A PodDisruptionBudget limits the number of Pods of a replicated application that are down simultaneously from voluntary disruptions.

39. What is ‘Container Resource Monitoring’ in Kubernetes?

Container Resource Monitoring refers to tracking metrics such as CPU usage, memory leaks, disk I/O, network latency, etc., to monitor and ensure optimal utilization of resources in a container.

40. What is ‘Canary Deployment’?

Canary Deployment is a strategy for reducing the risk of introducing a new software version in production by slowly rolling out the change to a small subset of users before rolling it out to the entire infrastructure.

41. What is ‘Docker’ in Kubernetes?

Docker is a platform that uses OS-level virtualization to deliver software in packages called containers. Kubernetes can orchestrate and manage these Docker containers.

42. What is ‘GKE’ (Google Kubernetes Engine)?

GKE is a managed, production-ready environment for deploying containerized applications provided by Google Cloud. It brings our latest innovations in developer productivity, resource efficiency, automated operations, and open source flexibility to accelerate your time to market.

43. What is a ‘Kubernetes Operator’?

An Operator is a method of packaging, deploying, and managing a Kubernetes application. It builds upon the basic Kubernetes resource and controller concepts but includes domain or application-specific knowledge to automate common tasks.

44. What is ‘Kustomize’ in Kubernetes?

Kustomize is a standalone tool to customize Kubernetes objects through a kustomization file. It provides a solution to manage environment-specific configurations outside of raw Kubernetes yaml or json files.

45. What are the types of Kubernetes Services?

The types of Kubernetes services are ClusterIP, NodePort, LoadBalancer, and ExternalName.

46. What is ‘Container Runtime’ in Kubernetes?

Container Runtime is the software that is responsible for running containers. Kubernetes supports several container runtimes: Docker, containerd, cri-o, and any implementation of the Kubernetes CRI (Container Runtime Interface).

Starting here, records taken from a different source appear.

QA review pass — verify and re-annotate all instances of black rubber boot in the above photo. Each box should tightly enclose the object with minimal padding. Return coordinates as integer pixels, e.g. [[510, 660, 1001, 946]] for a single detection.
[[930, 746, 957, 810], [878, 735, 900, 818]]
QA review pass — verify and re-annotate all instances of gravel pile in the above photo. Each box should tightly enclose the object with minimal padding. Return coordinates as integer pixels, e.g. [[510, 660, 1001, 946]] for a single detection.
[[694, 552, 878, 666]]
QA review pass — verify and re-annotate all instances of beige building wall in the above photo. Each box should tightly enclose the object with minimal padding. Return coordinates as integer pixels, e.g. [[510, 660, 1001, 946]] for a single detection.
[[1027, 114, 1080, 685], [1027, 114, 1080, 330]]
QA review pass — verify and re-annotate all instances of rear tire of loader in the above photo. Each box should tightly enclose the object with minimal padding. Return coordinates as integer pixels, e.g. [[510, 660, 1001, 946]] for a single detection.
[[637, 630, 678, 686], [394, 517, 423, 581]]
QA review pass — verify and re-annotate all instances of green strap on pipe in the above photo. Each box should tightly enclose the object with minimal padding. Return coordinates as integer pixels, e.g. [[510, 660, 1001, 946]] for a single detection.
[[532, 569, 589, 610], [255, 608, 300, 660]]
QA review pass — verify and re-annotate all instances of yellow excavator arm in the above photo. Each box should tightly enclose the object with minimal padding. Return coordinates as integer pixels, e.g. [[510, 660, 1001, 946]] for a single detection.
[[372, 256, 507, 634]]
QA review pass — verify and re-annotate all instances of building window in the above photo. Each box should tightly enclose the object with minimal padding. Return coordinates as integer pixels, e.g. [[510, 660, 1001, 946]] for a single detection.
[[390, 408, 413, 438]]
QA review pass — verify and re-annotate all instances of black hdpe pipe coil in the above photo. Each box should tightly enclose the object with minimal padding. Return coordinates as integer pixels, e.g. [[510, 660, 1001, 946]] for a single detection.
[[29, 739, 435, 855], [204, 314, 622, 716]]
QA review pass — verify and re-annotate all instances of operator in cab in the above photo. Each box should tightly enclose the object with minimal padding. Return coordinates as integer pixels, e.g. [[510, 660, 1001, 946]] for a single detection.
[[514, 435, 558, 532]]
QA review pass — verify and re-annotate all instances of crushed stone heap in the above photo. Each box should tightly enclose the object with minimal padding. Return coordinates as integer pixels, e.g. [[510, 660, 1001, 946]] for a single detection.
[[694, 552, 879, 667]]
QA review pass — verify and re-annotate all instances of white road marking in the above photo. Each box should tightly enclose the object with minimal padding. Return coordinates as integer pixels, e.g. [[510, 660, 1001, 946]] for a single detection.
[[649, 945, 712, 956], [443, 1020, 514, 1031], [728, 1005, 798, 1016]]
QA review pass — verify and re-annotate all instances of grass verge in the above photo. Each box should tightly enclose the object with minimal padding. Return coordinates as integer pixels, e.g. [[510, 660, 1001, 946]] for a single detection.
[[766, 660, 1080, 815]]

47. What is ‘Cloud Controller Manager’ in Kubernetes?

The Kubernetes cloud controller manager is a daemon that embeds the cloud-specific control logic. The cloud controller manager lets you link your cluster into your cloud provider’s API, and separates out the components that interact with that cloud platform from components that just interact with your cluster.

48. What is the difference between a ‘Deployment’ and a ‘StatefulSet’?

Deployment is a Kubernetes object used to manage stateless applications, while StatefulSet is used for stateful applications where the ordering and uniqueness of the pods are crucial.

49. What is ‘Kubeadm’?

Kubeadm is a tool that provides kubeadm init and kubeadm join as best-practice “fast paths” for creating Kubernetes clusters.

50. What are ‘annotations’ in Kubernetes?

Annotations are arbitrary non-identifying metadata for recovering auxiliary information. They can be used to assist in managing applications but do not directly influence the behavior of the objects.